Sangre de mi Sangre, A Chegada, Para Elisa e um fim de semana produtivo
E não é que, cinematograficamente, o fim de semana foi produtivo? Ficar de molho, com febre alta, tem suas vantagens quando você está atrasada em seus compromissos com a Netflix e o universo cinematográfico em geral. Entre uma dose de Tylenol Sinus e outra de Keflex, conferi Sangre de mi Sangre, A Chegada e Para Elisa. Spoiler: A proporção entre minha melhora e a qualidade dos filmes é inversamente proporcional. Vamos às considerações.

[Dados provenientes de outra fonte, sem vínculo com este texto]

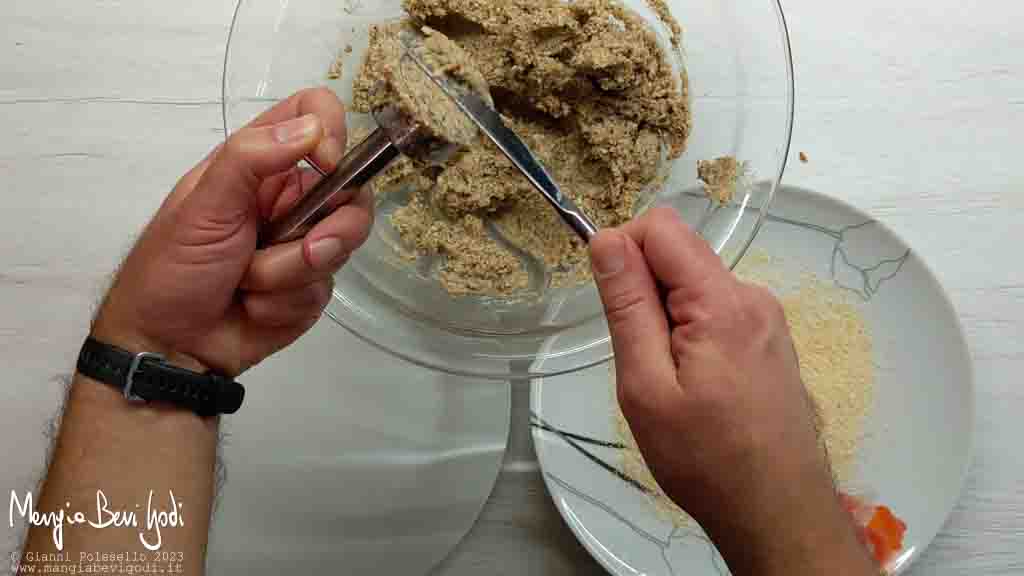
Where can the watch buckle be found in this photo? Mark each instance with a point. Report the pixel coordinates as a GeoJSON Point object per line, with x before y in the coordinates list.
{"type": "Point", "coordinates": [132, 369]}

Sangre de mi Sangre, originalmente Musarañas, foi a grande surpresa. Não entendi muito bem a escolha do título mexicano em detrimento do espanhol no cardápio da Netflix, porque dentro do contexto da trama o nome não apenas faz sentido, como é citado em um diálogo. Talvez seja porque as pessoas não saibam o que são musaranhos. Explico: Musaranho é um pequeno mamífero de aparência inofensiva, mas que tem em veneno em sua saliva, tornando-se perigoso quando ameaçado. Como o filme e os personagens, o animalzinho aparenta ser algo que não é.
O longa se passa na Espanha da década de 50. Nia (Nadia de Santiago), com 18 anos recém completados, vive sob os cuidados de sua irmã mais velha, Montse (Macarena Gómez), que passou a ser a líder da família após a morte da mãe e o abandono do pai. Enquanto a jovem vive uma vida mais ou menos normal, a mais velha desenvolveu uma série de traumas da infância até a vida adulta, culminando em ataques de pânico e agorafobia. Trabalhando de casa como costureira, consegue morfina com uma cliente, a única coisa que alivia sua dor constante, além de sua fé no cristianismo. A vida das duas tem uma reviravolta quando Carlos (Hugo Silva), o vizinho do andar de cima, quebra a perna ao cair da escada e bate na porta delas em busca de ajuda.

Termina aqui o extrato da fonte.